Mumbai's nerve centre - Victoria Terminus is the lifeblood of Mumbai

As any Mumbaikar will tell you, Victoria Terminus is the lifeblood of the city. The milling crowds, the stampede to get to your train first is all possible courtesy this great Gothic building created in 1888.

And though it may now be called the Chhatrapati Shivaji Terminus (CST) nothing can obliterate its secular spirit, its unique blend of East and West. Built in homage to Queen Victoria by British architect FW Stevens - he took ten years to finish it - the station is the signpost to the rest of India that they've made it to Mumbai. Many famous names will recall in their struggle to make it big, they, once upon a time, got out at this terminus with nothing.

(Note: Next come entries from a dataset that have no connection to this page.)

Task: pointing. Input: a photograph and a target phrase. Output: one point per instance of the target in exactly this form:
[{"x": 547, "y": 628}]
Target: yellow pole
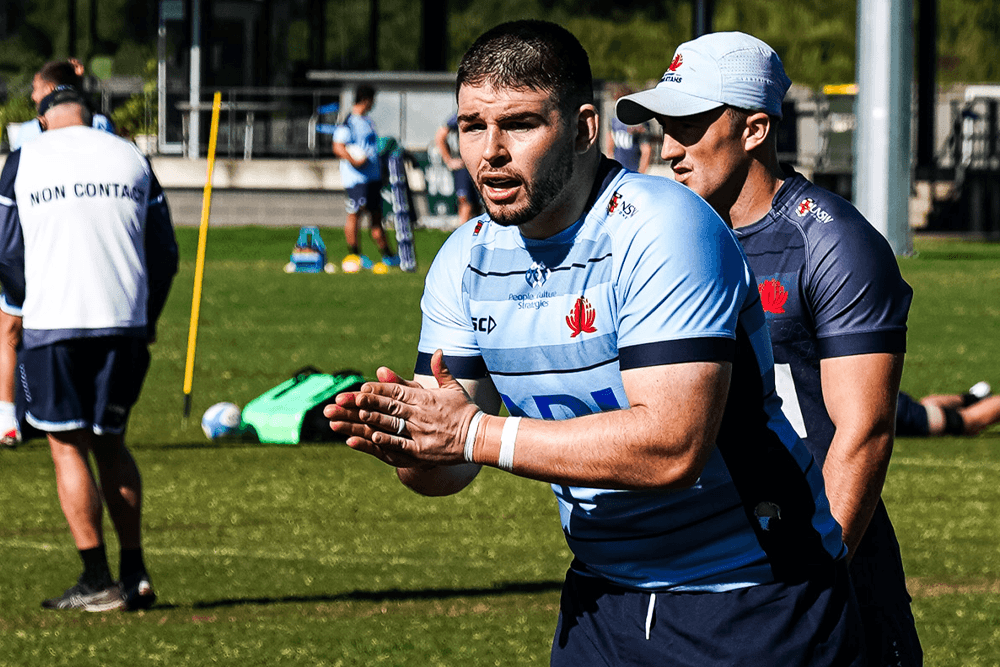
[{"x": 199, "y": 268}]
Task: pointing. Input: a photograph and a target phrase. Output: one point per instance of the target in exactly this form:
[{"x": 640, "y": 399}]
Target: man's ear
[
  {"x": 587, "y": 122},
  {"x": 756, "y": 131}
]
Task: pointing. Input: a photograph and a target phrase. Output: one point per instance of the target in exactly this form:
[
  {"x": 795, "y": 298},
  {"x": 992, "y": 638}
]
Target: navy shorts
[
  {"x": 911, "y": 417},
  {"x": 84, "y": 383},
  {"x": 464, "y": 187},
  {"x": 815, "y": 622},
  {"x": 367, "y": 196}
]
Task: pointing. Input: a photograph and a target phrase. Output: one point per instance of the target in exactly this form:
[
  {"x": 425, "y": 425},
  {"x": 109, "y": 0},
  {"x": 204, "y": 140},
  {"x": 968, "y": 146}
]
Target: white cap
[{"x": 730, "y": 68}]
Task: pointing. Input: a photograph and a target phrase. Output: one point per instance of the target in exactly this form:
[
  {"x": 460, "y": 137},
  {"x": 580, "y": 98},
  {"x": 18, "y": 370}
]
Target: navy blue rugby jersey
[
  {"x": 830, "y": 287},
  {"x": 649, "y": 275}
]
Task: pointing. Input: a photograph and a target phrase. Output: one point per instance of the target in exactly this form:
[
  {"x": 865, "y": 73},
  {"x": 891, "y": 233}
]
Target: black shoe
[
  {"x": 137, "y": 592},
  {"x": 86, "y": 598}
]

The building has received honours, albeit a little late. In July 2004, it was nominated and made a World Heritage building by UNESCO - the first functioning administrative building to be selected. So it's no surprise that despite the honour, its gone right back to work. Every day an estimated 2.5 million people pass in and and out, rushing to catch up with life.

Scarcely any of them pay a thought to the station that makes it possible. The headquarters of the Central Railways, CST ensures that not just Mumbai but India remains on track. If it ever sneezes, the country could catch a big cold.

But if you're not rushing to catch a train, the best thing to do is take in the building at night. The Gothic
architecture of the building softened by the city's lights will leave you hard pressed to find anything more beautiful and awe-inspiring. So maybe now's the time to say thanks.